This was published under the 2010 to 2015 Conservative and Liberal Democrat coalition government
Heritage Minister John Penrose lists chapel following review of 2009 decision.
The Minister’s decision - made on the basis of advice from English Heritage - recognises new evidence that was not considered previously: specifically, the architectural and historic interest of four Victorian tile memorial panels. These commemorate guards of ‘Other Ranks’ who were stationed and died at the barracks between 1885 and 1888.
John Penrose said:
This is a good example of a 19th century barracks chapel, which is all the more important in heritage terms because of the unusual and elegantly designed memorial panels. The significance of these panels was not taken account of when this building last came before the minister two years ago and I am pleased now to be able to put this right.
Listing does not, of course, guarantee that the building will be preserved for all time, but it does offer extra protection for it against inappropriate alteration or redevelopment in the future.
‘Remarkable’ tiled panels
Delcia Keate, English Heritage’s Senior Designation Advisor said:
We are delighted the Minister has endorsed our advice and listed this special building. The chapel is valuable as the last remaining building from a prestigious inner London barracks, and offers a tangible reminder of the military presence in Chelsea.
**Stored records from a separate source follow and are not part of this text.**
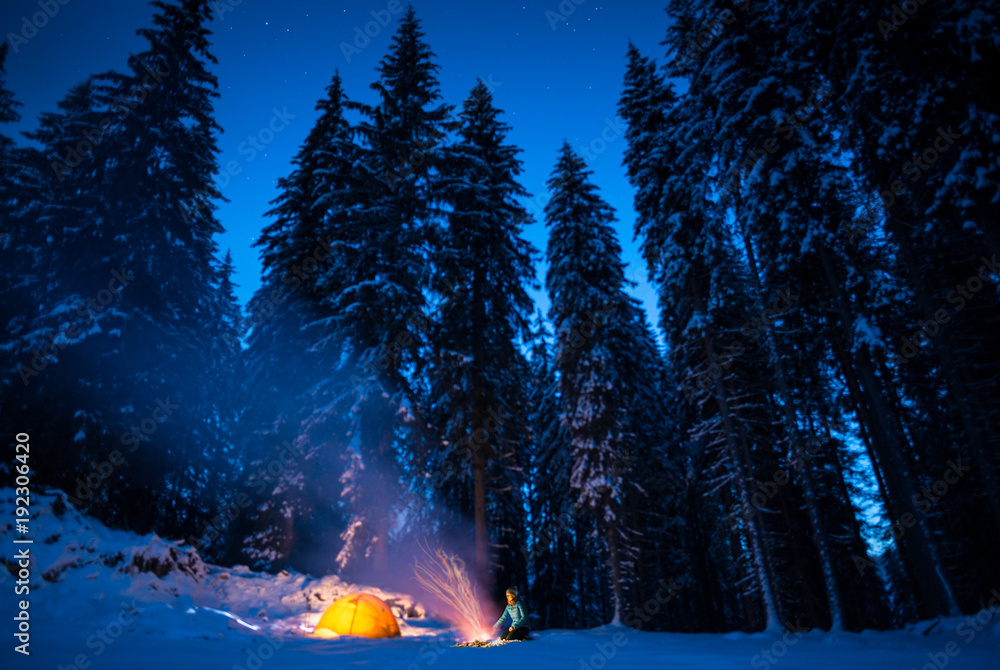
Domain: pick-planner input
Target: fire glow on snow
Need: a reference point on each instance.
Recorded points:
(444, 576)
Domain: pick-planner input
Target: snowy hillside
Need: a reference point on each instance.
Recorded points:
(103, 598)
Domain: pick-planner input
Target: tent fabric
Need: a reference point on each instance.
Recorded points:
(359, 614)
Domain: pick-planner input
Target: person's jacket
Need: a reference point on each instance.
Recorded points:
(513, 615)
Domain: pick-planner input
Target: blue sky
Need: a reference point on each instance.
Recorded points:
(556, 68)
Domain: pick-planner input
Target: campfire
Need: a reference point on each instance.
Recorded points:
(444, 576)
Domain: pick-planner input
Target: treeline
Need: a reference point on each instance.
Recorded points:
(816, 206)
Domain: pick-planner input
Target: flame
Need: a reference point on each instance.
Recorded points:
(444, 576)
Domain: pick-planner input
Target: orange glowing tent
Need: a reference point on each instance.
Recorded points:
(358, 614)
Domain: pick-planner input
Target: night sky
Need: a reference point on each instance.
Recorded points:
(556, 76)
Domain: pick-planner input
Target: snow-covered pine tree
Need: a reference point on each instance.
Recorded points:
(605, 358)
(762, 153)
(143, 260)
(925, 82)
(703, 308)
(294, 390)
(23, 254)
(382, 253)
(478, 374)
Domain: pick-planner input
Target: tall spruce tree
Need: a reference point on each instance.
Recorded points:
(479, 372)
(134, 297)
(382, 249)
(606, 360)
(294, 386)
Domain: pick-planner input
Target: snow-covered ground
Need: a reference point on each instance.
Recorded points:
(107, 599)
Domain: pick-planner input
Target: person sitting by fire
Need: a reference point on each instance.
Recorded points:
(514, 616)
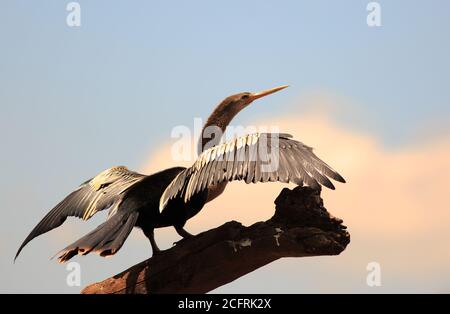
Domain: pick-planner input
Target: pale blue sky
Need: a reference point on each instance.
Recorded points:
(74, 101)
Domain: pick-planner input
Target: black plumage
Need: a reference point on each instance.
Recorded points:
(172, 196)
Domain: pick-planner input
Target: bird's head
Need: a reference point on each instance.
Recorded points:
(240, 101)
(225, 112)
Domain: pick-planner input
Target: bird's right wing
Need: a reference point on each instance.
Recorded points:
(252, 158)
(104, 191)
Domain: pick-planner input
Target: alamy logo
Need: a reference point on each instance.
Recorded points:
(73, 278)
(74, 17)
(374, 16)
(373, 278)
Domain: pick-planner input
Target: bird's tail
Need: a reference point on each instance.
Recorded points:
(105, 240)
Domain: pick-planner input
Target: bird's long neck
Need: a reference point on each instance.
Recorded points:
(216, 125)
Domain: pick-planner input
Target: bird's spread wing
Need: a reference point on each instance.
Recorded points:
(105, 191)
(252, 158)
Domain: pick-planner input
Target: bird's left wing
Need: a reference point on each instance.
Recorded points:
(254, 158)
(104, 191)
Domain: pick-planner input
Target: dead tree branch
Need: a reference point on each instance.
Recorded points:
(300, 227)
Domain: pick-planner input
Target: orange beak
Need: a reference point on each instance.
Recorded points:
(255, 96)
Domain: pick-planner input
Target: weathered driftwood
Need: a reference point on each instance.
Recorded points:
(300, 227)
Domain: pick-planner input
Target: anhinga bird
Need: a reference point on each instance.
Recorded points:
(172, 196)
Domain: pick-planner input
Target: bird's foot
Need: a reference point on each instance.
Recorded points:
(183, 240)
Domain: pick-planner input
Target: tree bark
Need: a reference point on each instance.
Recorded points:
(300, 227)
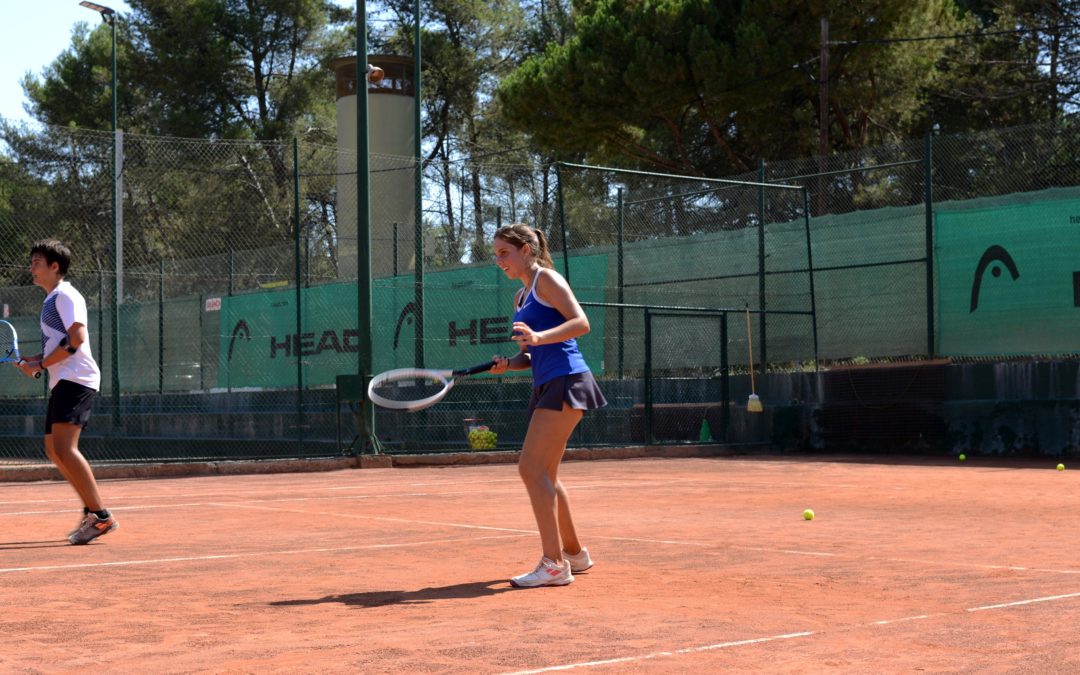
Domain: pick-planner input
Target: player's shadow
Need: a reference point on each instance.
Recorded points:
(11, 545)
(421, 596)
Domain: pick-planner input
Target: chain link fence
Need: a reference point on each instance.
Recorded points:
(237, 285)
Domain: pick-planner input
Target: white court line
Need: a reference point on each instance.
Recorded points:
(720, 548)
(122, 508)
(278, 489)
(659, 655)
(379, 517)
(772, 638)
(250, 555)
(372, 496)
(1049, 598)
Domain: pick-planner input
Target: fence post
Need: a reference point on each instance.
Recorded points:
(928, 171)
(118, 253)
(299, 294)
(725, 379)
(619, 279)
(395, 254)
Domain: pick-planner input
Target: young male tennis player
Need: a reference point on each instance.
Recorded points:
(547, 321)
(73, 380)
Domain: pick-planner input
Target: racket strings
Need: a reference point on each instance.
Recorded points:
(409, 389)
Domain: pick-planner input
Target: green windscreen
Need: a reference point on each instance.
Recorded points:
(1009, 279)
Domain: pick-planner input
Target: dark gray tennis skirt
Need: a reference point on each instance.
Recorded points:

Victorian barracks chapels do not survive in high numbers nationally, and there are especially few examples left in London. Inside, there are a series of remarkable tiled panels commemorating private Guardsmen who died between 1885-8. Memorials to named private soldiers were uncommon in the late-nineteenth century, and these show how the most junior ranks in the Victorian Army were gradually being accorded the respect of remembrance.